始めとは何かを語ろうとして、何かの始めなるものを持ってきます。それは動機であったり、目標であったり、準備であったり、前世であったり、語る人の立場をそれぞれ表明するだけです。それらは、学者の論文になったり、聖職者のお説教になったり、犯人探しの立脚点になったり、ブログの感想になったり、それぞれの形を取ります。
個々の現実にあたっては立派な成果が得られるものですが、意識という現実に対しては、始めとは何ですか、には答えられていません。それらの態度から答えようとすると返って、ぶつかり合い主張のし合いになって収拾がつかなくなります。
「はじめ」が肝心で、始めを語るのに始めに頭にきたった、感覚なり思いが始めになっているようです。

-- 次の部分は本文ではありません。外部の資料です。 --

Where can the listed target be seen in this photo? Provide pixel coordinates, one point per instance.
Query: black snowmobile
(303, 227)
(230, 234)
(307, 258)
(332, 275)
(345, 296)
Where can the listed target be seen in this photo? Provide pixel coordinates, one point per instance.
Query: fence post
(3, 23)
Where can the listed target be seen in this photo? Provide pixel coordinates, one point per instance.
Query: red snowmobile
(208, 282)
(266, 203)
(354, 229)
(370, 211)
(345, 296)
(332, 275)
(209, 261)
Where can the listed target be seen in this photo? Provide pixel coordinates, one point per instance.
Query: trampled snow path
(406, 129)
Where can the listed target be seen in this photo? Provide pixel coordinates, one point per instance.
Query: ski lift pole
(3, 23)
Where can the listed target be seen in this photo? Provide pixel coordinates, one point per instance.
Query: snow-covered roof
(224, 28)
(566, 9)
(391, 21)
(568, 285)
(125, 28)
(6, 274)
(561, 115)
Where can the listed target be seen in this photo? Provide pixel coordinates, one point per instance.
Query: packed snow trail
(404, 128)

起承転結や正反合、帰納とか演繹を好んだり、ダイレクトが大好きというその人の好みに応じて、「はじめ」もいろいろです。
こうなると確かに始めはあるけれど、いろいろあって「はじめ論」などとんでもないというようなことになりそうです。それでもビッグバンなど、未だに通用しているようで、科学的観察によるといえばそれが通る事もあります。
客観世界なら観察と経験から正しいとか間違っているとかいう事もありますが、主観世界のことになるとなかなかそうはいきません。宗教による対立はうまくいかない最たるもので、宗教感情を持つという事では納得し合っても、ではその始めを何々の神にするとなると、たちまち始めの神さん同士の戦争が始まり、相手側を殲滅しようとさえしています。
結局、哲学も宗教も思想、学問も科学も、それらを元にした解釈も、自らの依って立つ基盤とそこからの主張と、もしできれば相手を打ちのめす腕力を構築しているだけです。こうした言い方が不満なら論理とかも付け加えておきましょうか。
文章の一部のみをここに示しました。